By shifting the workload to Graviton, this strategy guaranteed zero downtime and decreased risk.
Step 5: Cost Impact
- Combining Fargate Spot with Graviton led to a noticeable reduction in production costs.
- Spot tasks continued to handle most traffic at a fraction of the On-Demand cost.
- ARM-based images further improved performance per dollar.
- ECS services maintained high availability and responsiveness, with Spot interruptions handled automatically.
- The result: optimized infrastructure cost without sacrificing reliability or performance.

cost savings
Conclusion
For cost-conscious companies, switching to Graviton for ECS applications is a great move. The approach we followed shows that you can save money without compromising performance or stability. With appropriate testing, updated task definitions, and a controlled deployment strategy, production workloads can fully benefit from ARM-based architectures while still utilising Spot pricing for maximum savings.

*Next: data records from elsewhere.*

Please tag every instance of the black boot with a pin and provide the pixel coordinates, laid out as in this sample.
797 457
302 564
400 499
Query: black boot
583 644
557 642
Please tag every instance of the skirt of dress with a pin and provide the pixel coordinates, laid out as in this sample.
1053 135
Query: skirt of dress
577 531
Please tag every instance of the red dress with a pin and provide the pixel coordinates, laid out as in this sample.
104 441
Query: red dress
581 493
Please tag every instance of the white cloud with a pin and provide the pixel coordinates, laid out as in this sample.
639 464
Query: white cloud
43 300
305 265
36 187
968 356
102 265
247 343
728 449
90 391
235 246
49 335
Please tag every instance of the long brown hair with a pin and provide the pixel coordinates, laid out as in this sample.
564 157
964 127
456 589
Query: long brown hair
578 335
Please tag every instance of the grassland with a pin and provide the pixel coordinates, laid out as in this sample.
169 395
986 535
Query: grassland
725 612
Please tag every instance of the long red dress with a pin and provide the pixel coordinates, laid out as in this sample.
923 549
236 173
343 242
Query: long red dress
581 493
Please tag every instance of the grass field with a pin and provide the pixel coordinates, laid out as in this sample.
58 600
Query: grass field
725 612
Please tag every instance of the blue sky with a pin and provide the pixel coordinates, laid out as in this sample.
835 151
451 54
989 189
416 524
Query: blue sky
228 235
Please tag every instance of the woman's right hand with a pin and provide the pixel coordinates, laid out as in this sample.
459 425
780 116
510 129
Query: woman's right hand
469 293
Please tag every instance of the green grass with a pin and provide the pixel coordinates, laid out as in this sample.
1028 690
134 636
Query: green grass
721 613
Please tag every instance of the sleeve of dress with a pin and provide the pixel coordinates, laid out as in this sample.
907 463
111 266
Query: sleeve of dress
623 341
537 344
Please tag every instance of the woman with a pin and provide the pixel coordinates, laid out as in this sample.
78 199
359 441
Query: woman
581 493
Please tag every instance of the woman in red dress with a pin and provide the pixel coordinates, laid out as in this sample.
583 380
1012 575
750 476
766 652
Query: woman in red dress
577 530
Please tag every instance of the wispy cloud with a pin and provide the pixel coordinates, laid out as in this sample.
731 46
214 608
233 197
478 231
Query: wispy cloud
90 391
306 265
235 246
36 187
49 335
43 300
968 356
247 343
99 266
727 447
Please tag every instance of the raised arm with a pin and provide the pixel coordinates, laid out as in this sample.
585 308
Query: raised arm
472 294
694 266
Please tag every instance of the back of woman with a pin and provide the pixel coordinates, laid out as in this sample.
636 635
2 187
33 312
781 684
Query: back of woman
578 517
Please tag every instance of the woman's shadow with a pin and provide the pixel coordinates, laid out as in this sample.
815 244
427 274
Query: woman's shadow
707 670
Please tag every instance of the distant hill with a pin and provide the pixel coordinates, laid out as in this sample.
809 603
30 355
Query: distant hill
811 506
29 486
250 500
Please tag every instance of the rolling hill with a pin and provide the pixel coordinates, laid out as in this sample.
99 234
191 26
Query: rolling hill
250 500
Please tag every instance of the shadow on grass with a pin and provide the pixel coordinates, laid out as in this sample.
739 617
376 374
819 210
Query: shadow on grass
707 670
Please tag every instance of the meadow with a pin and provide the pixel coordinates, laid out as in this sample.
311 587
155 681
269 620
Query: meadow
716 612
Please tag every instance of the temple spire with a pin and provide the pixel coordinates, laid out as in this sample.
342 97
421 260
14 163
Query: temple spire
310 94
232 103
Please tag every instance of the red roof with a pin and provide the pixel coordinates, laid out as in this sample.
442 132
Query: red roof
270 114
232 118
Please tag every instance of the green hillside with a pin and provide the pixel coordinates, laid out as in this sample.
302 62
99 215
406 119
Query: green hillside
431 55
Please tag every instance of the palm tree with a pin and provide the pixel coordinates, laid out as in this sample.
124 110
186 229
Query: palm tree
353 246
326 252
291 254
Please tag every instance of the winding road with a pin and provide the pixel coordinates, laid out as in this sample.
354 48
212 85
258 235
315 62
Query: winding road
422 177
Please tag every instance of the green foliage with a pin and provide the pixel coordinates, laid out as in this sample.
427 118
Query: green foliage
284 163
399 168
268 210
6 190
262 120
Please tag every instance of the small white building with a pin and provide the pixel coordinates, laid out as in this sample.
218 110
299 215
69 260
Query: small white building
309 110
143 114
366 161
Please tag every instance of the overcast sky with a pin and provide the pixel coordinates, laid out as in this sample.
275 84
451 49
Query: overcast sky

This migration demonstrates TTN’s commitment to optimising cloud costs without sacrificing reliability by guaranteeing that our clients receive both performance and efficiency in their production workloads. To learn more about how TO THE NEW can improve performance and reduce cloud costs for your business, get in contact with us. We would be happy to help you with your cloud optimisation endeavours.
Key Takeaways
- Java JARs can still be built on x86 nodes; final Docker images can be built on ARM nodes.
- Updating ECS Task Definitions is straightforward yet important for the successful rollout.
- Performance testing in lower environments is important for validating Graviton’s performance.
- Using deployment strategies like Canary and rolling deployments reduces the risk of production downtime.
- Combining Graviton with Fargate Spot gives significant cost savings.